Dear Diary: Albums

ddj0812

Taking stock of old photograph albums this evening, just to know what’s what, so as to begin thinking about what to do with what, I had occasion to look at a lot of very old pictures of me, of Kathleen, of our families, and even of people who I only heard about as a child. Aunt Lala, for instance. She was a connection of my maternal grandfather’s family in St Paul, but I’m not sure that she was actually related to anyone. Imagine being called “Lala”! And the way my mother would say her name told me that, well, it meant pretty much what you’d think it would today.

Kitty Lilly at ten, looking gorgeous already (what a colleen she was!) in a swimsuit, posed demurely but not primly on a dock at White Bear Lake. Kitty babysat for us while she attended Manhattanville College, in the late Fifties. I could swear that she took us to see Vertigo and Teahouse of the August Moon — fascinatingly inappropriate movie choices. She probably didn’t; but she was so cool that it’s no wonder that I pin the adventures on her. One of my favorite memories is of her correcting me in the kitchen during one of my parents parties. She was all dressed up, while I was malingering in my pyjamas and bathrobe — ” malingering” being a fine word, I think, for a child’s opportunistically contriving to stay up way past bed time. Always ready to tell anyone who asked what it was that I wanted — for Christmas, for my birthday, or just in general — I angled passionately for my latest heart’s desire, a set of “resonance chessmen.” Eventually, Kitty figured out the spoonerism and clued me in. The funniest part is that, at least as I remember them, the Renaissance chessmen were in fact quite lugubriously gothic, elongated like the kings at Chartres. I never got the chessmen, which is a great relief to my conscience, as I never played chess with enough interest to deserve a special set of any kind. After Manhattanville, Kitty went back to Lincoln, married, and had a family. I exchange Christmas cards with her widower, whom I may have met once, a long time ago. I haven’t met either of Kitty’s daughters.

Then there’s an album that will be very easy to knock down into digital shape. It’s a collection of smallish Polaroids of a dinner party for 65 people that my parents gave, in the spring of 1972, to introduce my first wife (then my fiancée) and her mother to their friends. Tables for eight or ten were strewn about the house; I dined at the one in my old bedroom. Well, “old” bedroom. I’d moved out of it about a year earlier, and into it only three years before that. There was a Raj aspect to our immense Tanglewood home: my father would not have been able to afford anything like such square footage in the Westchester that we’d left behind in 1968. At the party, you won’t be surprised to learn, our table was the most riotous. One of the most high-spirited company wives was easily goaded by a rather interesting member of the “St Michael’s Mafia” into smoking a great big cigar, and how we all ended up with our clothes on, I’ll never know.

On my honeymoon with Kathleen, nine years later, we went up to New Hampshire and stayed at a place called the Woodbound Inn.
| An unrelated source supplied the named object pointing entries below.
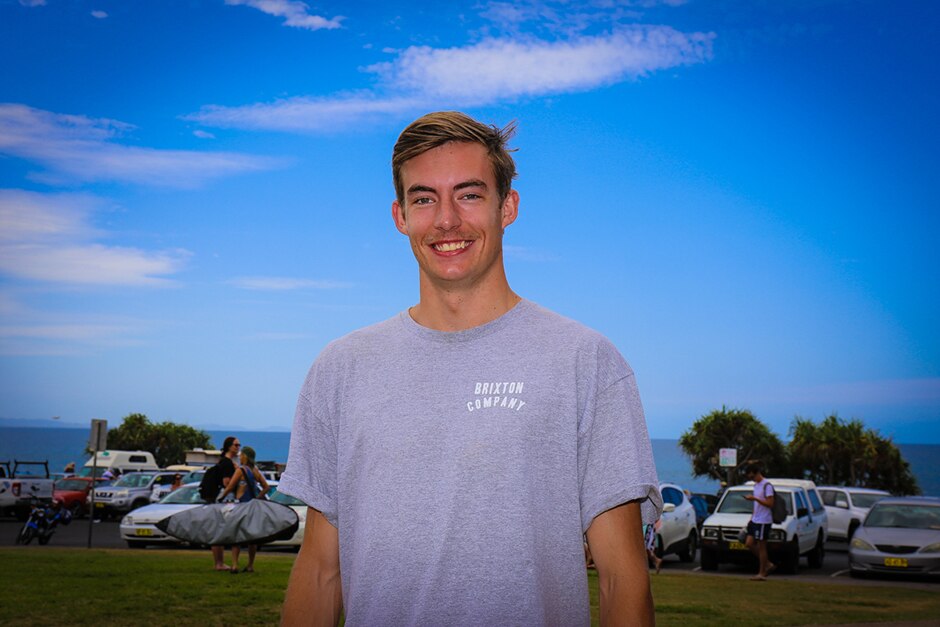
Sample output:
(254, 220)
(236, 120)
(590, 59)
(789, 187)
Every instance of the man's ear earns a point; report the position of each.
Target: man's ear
(398, 215)
(510, 208)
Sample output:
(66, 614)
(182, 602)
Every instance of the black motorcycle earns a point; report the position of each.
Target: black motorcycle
(41, 523)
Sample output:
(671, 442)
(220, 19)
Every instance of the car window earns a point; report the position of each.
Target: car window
(866, 500)
(831, 496)
(800, 501)
(71, 484)
(187, 495)
(735, 503)
(671, 495)
(814, 500)
(905, 516)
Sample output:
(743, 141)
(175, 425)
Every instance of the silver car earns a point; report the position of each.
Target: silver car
(900, 536)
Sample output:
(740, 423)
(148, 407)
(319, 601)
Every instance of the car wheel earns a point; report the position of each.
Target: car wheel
(709, 559)
(791, 559)
(691, 547)
(817, 555)
(853, 527)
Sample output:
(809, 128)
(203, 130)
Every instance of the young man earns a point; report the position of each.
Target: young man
(454, 456)
(230, 449)
(758, 528)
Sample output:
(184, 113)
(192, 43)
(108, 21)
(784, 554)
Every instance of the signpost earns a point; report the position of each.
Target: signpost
(97, 441)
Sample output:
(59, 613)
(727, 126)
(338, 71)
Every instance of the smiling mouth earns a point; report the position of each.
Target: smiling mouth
(450, 247)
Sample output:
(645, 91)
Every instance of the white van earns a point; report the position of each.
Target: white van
(124, 461)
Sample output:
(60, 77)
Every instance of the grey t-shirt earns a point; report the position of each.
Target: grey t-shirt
(461, 469)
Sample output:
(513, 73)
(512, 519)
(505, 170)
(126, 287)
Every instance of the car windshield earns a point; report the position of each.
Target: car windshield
(187, 495)
(71, 484)
(135, 480)
(735, 503)
(280, 497)
(866, 500)
(904, 516)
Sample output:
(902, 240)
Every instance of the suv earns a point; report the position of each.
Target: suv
(131, 491)
(847, 508)
(802, 533)
(678, 533)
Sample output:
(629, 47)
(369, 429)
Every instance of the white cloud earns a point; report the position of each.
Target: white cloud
(295, 13)
(75, 147)
(285, 283)
(502, 69)
(491, 71)
(49, 238)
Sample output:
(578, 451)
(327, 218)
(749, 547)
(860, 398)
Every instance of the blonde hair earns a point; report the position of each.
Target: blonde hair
(438, 128)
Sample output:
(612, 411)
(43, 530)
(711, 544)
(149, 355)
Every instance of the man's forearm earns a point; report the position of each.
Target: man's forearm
(314, 597)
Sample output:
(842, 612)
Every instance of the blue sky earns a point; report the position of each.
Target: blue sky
(195, 196)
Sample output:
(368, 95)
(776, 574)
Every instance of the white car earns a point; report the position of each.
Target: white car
(138, 528)
(802, 533)
(298, 506)
(847, 508)
(678, 532)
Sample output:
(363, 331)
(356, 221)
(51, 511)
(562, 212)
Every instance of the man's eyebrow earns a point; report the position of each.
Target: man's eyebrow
(470, 183)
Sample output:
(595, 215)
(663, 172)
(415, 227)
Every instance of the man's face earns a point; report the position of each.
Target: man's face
(452, 214)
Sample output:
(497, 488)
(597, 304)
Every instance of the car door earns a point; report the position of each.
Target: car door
(805, 526)
(837, 507)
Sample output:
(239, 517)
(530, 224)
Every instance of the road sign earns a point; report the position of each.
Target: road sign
(728, 457)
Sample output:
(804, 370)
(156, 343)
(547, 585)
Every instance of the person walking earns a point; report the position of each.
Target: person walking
(230, 449)
(454, 456)
(247, 483)
(758, 528)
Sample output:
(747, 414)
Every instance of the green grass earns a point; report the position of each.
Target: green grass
(58, 586)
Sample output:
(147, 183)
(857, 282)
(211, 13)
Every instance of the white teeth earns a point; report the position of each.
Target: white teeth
(447, 247)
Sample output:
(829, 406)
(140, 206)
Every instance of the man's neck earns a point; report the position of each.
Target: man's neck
(461, 309)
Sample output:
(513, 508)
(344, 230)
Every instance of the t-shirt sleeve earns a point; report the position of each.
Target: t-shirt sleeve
(310, 474)
(615, 458)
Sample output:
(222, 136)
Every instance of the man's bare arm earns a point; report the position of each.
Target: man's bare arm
(616, 542)
(314, 590)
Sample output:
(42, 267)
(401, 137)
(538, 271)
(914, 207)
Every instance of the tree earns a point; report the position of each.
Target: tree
(731, 428)
(168, 441)
(839, 452)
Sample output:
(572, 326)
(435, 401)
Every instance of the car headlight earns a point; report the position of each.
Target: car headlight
(861, 545)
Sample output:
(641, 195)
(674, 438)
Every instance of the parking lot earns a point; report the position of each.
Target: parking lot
(105, 535)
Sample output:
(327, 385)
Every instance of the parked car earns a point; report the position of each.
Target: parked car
(802, 533)
(73, 492)
(128, 493)
(138, 528)
(295, 504)
(678, 532)
(702, 510)
(900, 535)
(847, 508)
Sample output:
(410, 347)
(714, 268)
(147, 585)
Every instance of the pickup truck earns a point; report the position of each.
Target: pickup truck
(19, 490)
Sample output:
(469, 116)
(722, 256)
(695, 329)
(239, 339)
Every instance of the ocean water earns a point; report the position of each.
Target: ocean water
(59, 446)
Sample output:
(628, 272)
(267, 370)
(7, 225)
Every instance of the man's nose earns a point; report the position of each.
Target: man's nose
(447, 216)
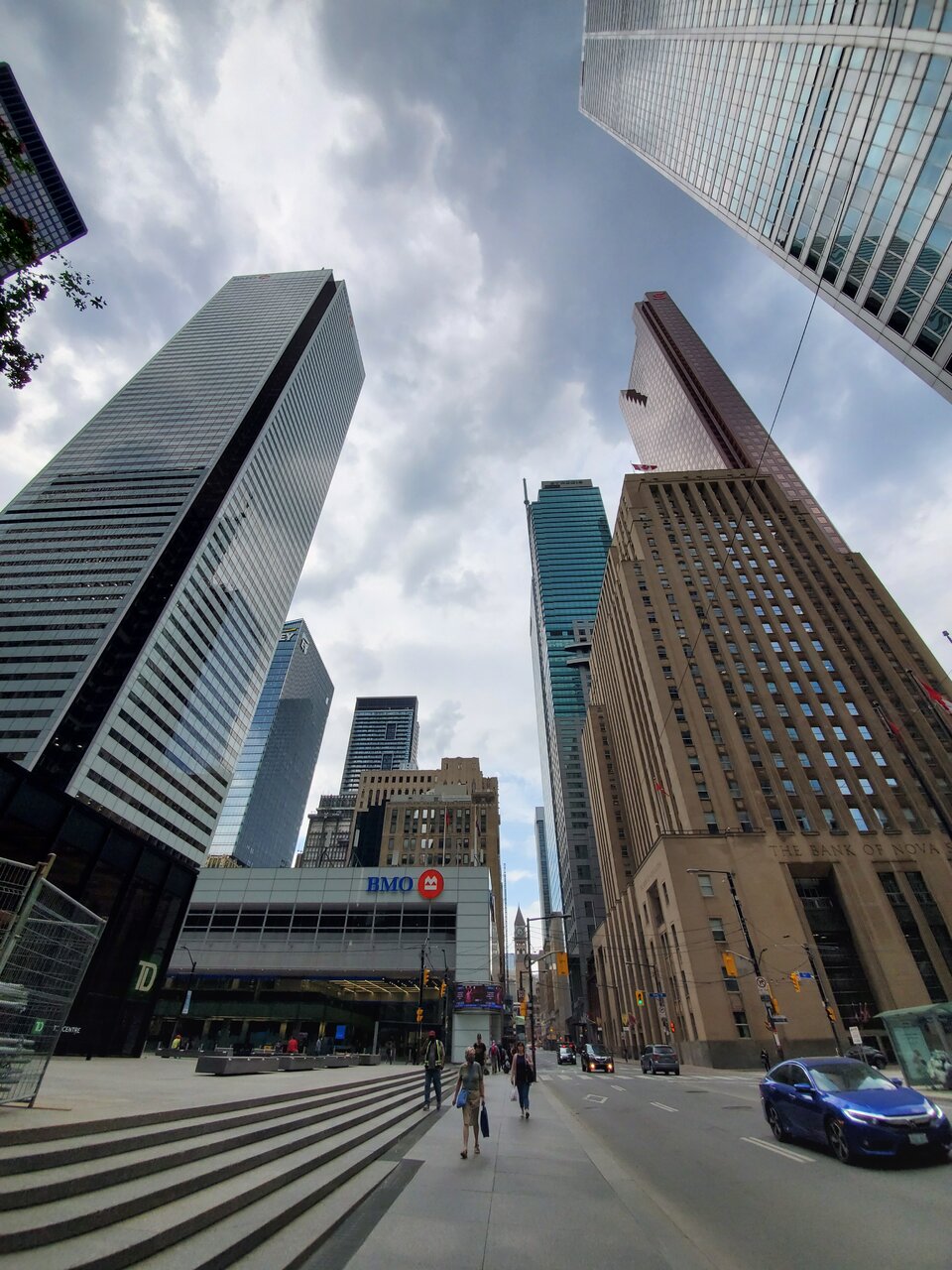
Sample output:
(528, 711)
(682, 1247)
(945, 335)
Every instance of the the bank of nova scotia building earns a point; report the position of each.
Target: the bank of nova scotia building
(333, 955)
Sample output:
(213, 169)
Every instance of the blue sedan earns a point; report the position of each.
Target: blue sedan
(853, 1109)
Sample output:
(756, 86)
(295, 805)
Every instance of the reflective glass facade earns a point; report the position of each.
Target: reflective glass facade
(569, 540)
(266, 802)
(41, 195)
(146, 572)
(684, 414)
(382, 739)
(823, 132)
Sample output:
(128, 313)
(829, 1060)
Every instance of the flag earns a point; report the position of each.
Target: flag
(936, 698)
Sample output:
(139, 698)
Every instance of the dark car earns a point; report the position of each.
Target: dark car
(852, 1107)
(867, 1055)
(595, 1060)
(660, 1058)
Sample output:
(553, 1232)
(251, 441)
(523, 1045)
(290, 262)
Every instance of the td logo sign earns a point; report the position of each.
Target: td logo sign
(430, 884)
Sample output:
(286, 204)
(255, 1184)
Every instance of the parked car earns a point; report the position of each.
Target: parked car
(660, 1058)
(852, 1107)
(594, 1058)
(867, 1055)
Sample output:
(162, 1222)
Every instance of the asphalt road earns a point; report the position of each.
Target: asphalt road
(701, 1148)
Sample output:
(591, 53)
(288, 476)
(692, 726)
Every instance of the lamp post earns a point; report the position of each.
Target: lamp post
(752, 952)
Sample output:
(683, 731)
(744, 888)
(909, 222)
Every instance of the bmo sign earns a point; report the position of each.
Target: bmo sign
(429, 883)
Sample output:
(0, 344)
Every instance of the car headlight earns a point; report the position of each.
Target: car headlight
(860, 1116)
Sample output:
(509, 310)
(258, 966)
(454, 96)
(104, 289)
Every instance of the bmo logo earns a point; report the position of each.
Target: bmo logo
(430, 884)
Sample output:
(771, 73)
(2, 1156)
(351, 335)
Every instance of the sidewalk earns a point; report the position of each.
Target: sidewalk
(542, 1193)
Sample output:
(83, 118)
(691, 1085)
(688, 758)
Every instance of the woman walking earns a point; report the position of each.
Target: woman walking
(522, 1078)
(470, 1080)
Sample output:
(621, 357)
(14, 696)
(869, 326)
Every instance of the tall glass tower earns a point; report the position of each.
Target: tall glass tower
(569, 540)
(382, 738)
(684, 414)
(266, 802)
(146, 572)
(823, 132)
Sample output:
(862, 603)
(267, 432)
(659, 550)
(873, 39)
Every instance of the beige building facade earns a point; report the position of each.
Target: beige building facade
(770, 780)
(445, 817)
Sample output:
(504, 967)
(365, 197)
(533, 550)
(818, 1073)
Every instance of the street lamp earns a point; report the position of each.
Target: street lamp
(754, 960)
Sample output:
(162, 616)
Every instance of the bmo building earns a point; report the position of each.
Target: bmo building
(335, 957)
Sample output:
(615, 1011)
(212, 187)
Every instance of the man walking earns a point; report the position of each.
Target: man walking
(433, 1056)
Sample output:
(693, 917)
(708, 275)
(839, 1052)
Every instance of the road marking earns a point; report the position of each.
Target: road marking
(779, 1151)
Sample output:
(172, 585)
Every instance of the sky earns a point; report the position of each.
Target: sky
(493, 243)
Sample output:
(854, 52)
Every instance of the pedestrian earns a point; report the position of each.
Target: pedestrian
(433, 1056)
(470, 1080)
(524, 1076)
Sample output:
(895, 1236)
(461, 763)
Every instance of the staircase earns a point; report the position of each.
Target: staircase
(252, 1183)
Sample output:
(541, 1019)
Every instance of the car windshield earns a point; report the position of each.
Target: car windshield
(843, 1078)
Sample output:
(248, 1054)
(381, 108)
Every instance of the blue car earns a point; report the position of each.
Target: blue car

Never has there been such a peak week for sugar-maple reds; the snapshots that I took look hand-colored. Kathleen and I spent a lot of time with my aunt and uncle, who were nearby, and my cousin Jane, who still lived at home at the time. Looking at the picture of John, Kathleen, Ann and Jane tonight, I realized that my late uncle was a year younger than I am now, and my aunt quite a bit younger — probably not even Kathleen’s age.